Blood Memories by Barb Hendee

Feb 17, 2009 15:03

It’s no secret that I’ve grown a bit tired of the Vampire craze in UF. And while I read the first 4 or so books in the high fantasy vampire series Hendee wrote with her husband, I grew tired of it after a while. So I pretty much skipped over this one when I saw it on the shelves, until I heard some interesting things about it from people equally fed up with the genre.

Eleisha Clevon is exceptionally pretty and looks about 17. She also looks small and fragile and meek, something that has always inspired people to try to take care of her. She’s also a (almost) 200-year-old vampire whose apparent helplessness in life has been heightened into a supernatural gift in undeath. But while the helplessness was true in life, she’s since turned it into a weapon. She looks like the girl the vampire chased into a dark alley, but is actually the vampire who lured the muggers into the dark alley. The back cover copy says that her gift only works on men and implies that it works in a sexual way, but this isn’t true. It can work on anyone, and how it manifests tends to depend on the person it’s working on. In one person, it can inspire lust, in another a maternal instinct, and in another, an exasperated sympathy that can’t be ignored.

It’s the Mary Sue-est trait of vampire fiction turned into a deadly weapon.

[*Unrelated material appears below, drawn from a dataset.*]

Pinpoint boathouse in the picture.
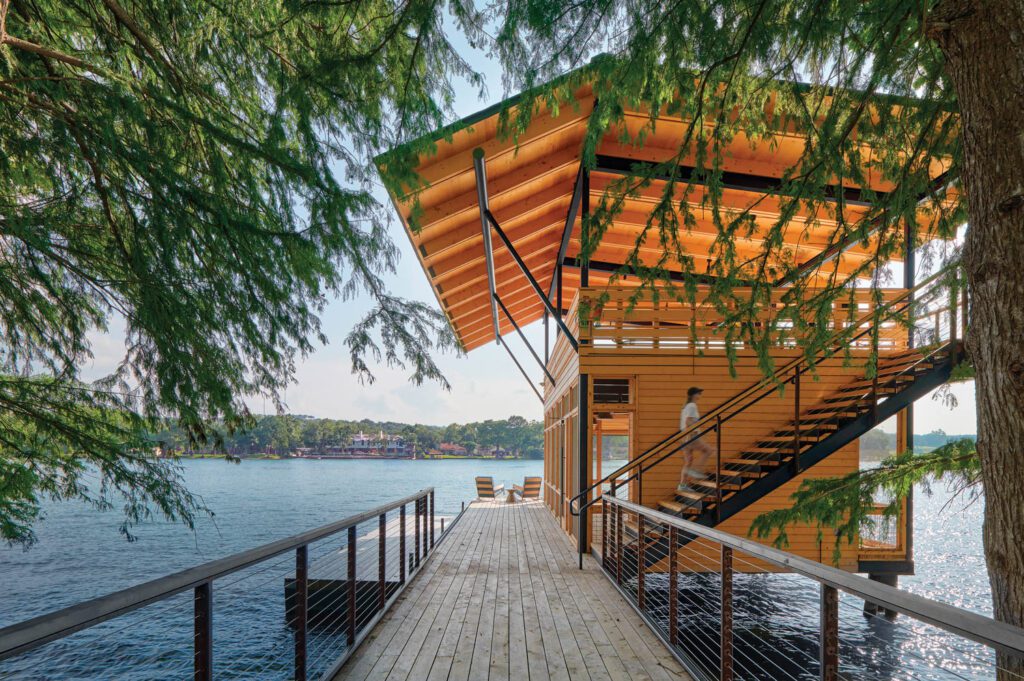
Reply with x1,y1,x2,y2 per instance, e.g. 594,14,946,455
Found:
376,79,961,581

Eleisha lives in Portland and takes cares of William, an elderly vampire with Alzheimer’s (it sounds odd, but why a vampire is an elderly man with Alzheimer’s is actually a crucial plotpoint). Her life is relatively mundane until her old friend Edward, walks into the sunlight and kills himself in front of several police officers. Two of whom happen to be specially trained psychics, one of whom sees Edward’s life as he dies. To make things worse, Edward had apparently slowly been going mad, and had a collection of corpses in his basement.

And so Eleisha is on the run with William, under the threat of exposure, in more ways than one. Along the way, she begins to question various things about her race, such as why there are only six of them, why they all came from the same generation when there used to be stories about them all across Europe for generations before any were born, and why it’s considered strange for them to live near each other.

One of my biggest problems with vampire fiction is how they’re always moping about their souls and lost humanity and not being able to go out in the sun and wallowing in guilt and self-hatred. Not these vampires. They don’t mope about their lot in life, they deal with their situation and live. Eleisha regrets that she has to kill humans to live, but she doesn’t regret living, or feel guilt about doing what she has to to survive, and she doesn’t feel guilt about using her gift when she needs to. Unlike other vampires, these vampires don’t read like humans with a “curse” and angst piled on, but as something inhuman walking around with human trappings, and are more interesting for it. The book is also almost devoid of the typical and overused romantic hijinks of vampire fiction, with the closest relationship to a romance not being about sex or romance, but about the need for companionship.

I have no idea if this book is a standalone, or the beginning of a new series. Everything that needs to be addressed and wrapped up is, but the ending doesn’t preclude a continuation.